Haaaaa...... I can't stop laughing...... and it was on Christmas Eve...... and am feeling "charitable"... so ma HELP them lo...........

This entry is meant as a Joke...... No Insult intended....... :p

(Coz here I am... sitting at home on Saturday night.... because you canceled the "promised" Salad-Dinner.....)

Monday, January 5, 2009

3S

I saw an article in The Star recently...., saying about the rising of 3S women in China.

The 3S stands for : Single, Seventies & Stuck....

I totally don't agree with it...... even if we are born in year Seventies.... and still Single.... that doesn't mean we are STUCK!

Even we are stuck..... we are stuck by choice...... even if its not by choice, we don't feel pathetic!

Initially, I do feel "sad" (or I don't know how to describe it ah.....) that I am actually in my 30 already.

Of coz, when am younger, I envision that I will be married happily with at least a kid by the time I reaches 30.

But, we changes as we grow. We sees things differently. Probably due to our experience.

Back to about being sad for being 30.... few days ago, I was chatting with a friend and she say.... Yeah, we are 30, and Let's Celebrate it!

And that statement actually cheers me up..... and I was thinking...
Ya, what the heck for being 30???
So what if I am 30 and still Single?

I am happy. I am very close with my family and I have a bunch of close friends, and a complicated & crazy best friend.

So, forget about the 3S' pathetic opinion.... I think it must be written by someone whom is Married, and probably in his 30s also, but not as successful as the Single 30s women.....

So, out of "red-eye"...., he labeled all the women in their 30s.... 3S!

I say..... Let's celebrate for being 30!!!

We are Young, Sexy, Successful, Attractive & Energetic.....

Friday, January 2, 2009

2009's Resolutions

Yeah, I am going to blog about it, so that I remembers and shall keep reminding myself on the GOALS or WISHES I have for this year.

1 - To be happy or happier than 2008.

2 - To complete Skytrex thingy @ Bkt Cahaya
(KC, hopefully you will have some time to spare to bring me there before your wedding or before your KB girl come to KL., which you will then be even more occupied than now)

3 - To climb Mount Kinabalu
(well, this is tough... but I hope KH will join ya...)

4 - Water Rafting @ Gua Tempurung

5 - To achieve my sales Quota set by myself.
(hopefully by third quater....)

6 - To do Europe Trip, at least to Paris, Amsterdam & London
(Waiting for Luuk to get a job so that can "sponsor" my food in Amsterdam, and waiting for LS' home to be ready, so I can go and mess it up.....)
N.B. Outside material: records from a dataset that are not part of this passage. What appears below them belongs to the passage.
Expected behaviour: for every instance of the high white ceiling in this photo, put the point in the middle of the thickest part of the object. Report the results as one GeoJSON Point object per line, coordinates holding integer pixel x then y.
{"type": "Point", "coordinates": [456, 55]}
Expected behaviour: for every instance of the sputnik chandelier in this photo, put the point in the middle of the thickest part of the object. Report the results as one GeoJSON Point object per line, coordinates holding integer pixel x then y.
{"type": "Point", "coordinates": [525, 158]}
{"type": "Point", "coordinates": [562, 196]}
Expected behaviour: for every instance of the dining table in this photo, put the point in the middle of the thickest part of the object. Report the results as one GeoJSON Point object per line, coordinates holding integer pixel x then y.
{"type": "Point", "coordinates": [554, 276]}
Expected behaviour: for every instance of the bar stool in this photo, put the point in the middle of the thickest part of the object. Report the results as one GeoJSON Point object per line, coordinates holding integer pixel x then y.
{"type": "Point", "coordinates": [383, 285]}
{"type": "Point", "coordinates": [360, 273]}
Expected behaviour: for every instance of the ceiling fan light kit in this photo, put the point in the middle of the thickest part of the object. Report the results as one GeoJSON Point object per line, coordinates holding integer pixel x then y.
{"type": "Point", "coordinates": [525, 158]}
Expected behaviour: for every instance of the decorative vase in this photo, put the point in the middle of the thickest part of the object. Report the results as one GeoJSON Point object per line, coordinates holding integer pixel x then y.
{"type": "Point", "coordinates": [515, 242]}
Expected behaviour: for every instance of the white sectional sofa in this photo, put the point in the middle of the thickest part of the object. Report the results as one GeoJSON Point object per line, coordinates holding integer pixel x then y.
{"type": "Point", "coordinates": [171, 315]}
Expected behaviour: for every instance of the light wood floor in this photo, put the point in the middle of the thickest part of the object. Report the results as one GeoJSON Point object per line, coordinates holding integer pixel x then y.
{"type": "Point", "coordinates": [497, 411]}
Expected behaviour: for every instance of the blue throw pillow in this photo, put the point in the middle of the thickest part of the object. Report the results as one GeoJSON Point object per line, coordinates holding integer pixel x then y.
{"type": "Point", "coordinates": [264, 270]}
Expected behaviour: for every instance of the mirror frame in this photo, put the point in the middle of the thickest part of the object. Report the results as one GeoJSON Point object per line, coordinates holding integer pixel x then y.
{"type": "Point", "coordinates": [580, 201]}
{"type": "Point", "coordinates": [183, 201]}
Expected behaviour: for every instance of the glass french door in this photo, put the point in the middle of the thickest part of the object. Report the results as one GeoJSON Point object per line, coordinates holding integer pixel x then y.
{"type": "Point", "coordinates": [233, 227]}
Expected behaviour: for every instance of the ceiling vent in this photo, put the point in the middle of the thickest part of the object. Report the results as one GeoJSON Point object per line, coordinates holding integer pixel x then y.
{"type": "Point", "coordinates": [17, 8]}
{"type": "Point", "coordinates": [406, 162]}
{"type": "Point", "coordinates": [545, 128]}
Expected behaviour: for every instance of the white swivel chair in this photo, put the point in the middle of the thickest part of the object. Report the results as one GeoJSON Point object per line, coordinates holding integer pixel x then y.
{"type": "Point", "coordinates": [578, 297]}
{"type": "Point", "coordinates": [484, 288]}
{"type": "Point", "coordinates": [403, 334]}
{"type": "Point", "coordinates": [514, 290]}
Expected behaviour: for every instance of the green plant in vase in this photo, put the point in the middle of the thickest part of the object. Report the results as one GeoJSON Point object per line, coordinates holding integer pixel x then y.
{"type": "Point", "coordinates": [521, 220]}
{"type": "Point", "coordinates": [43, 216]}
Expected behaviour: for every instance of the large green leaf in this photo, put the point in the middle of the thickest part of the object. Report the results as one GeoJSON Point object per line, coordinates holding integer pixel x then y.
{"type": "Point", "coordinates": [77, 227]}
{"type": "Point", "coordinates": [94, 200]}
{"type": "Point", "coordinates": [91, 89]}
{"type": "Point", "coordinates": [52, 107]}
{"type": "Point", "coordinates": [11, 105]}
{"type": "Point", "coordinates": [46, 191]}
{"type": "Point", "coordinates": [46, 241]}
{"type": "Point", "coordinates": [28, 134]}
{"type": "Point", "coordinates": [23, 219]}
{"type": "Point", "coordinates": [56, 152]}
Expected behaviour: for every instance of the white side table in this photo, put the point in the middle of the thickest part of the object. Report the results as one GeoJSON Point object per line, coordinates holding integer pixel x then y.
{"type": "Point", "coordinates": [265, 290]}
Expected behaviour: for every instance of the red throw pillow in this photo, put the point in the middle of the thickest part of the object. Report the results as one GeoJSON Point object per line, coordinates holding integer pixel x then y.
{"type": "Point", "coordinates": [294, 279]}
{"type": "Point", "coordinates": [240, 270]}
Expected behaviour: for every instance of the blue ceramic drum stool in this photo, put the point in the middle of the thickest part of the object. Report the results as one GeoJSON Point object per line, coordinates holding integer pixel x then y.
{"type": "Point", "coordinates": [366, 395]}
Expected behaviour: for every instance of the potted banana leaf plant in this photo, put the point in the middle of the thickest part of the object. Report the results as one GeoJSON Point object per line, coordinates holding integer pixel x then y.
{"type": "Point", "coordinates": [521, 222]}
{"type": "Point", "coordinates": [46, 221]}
7 - To streamline my business and company's operation.
(this is important... so that I will have more ME-TIME)

8 - To have sufficient savings so that I don't feel poor....
(I don't have very high expectation.... enough to spend, enough to take care of my apartment's loan...... )

9 - To Love and Be Loved.

10 - To sponsor a child on World Vision
(http://www.worldvision.org/home.nsf/index.htm : a friend told me that its only about RM50 / mth to sponsor a child..... all I need to do, is eat less one-luxurious meal for the sake of a child. I think its worthwhile...)

11 - Spend more quality time with my family and friends.

12 - To get PADI
(there are numbers of Diving Sites that I want to go... but can't due to I haven't got my PADI and also need to take care of my SINUS' issue.....)

13 - Get INKED

I guess that's all I can think of for now....... I do hope that I can achieve all the goals or wishes that I set for this year......

I did it Again...

Yeah, I did it again. I marked my New Year with a hiking trip.

I did it with a group of friend on 01.01.06 and now i am doing it again on 01.01.09.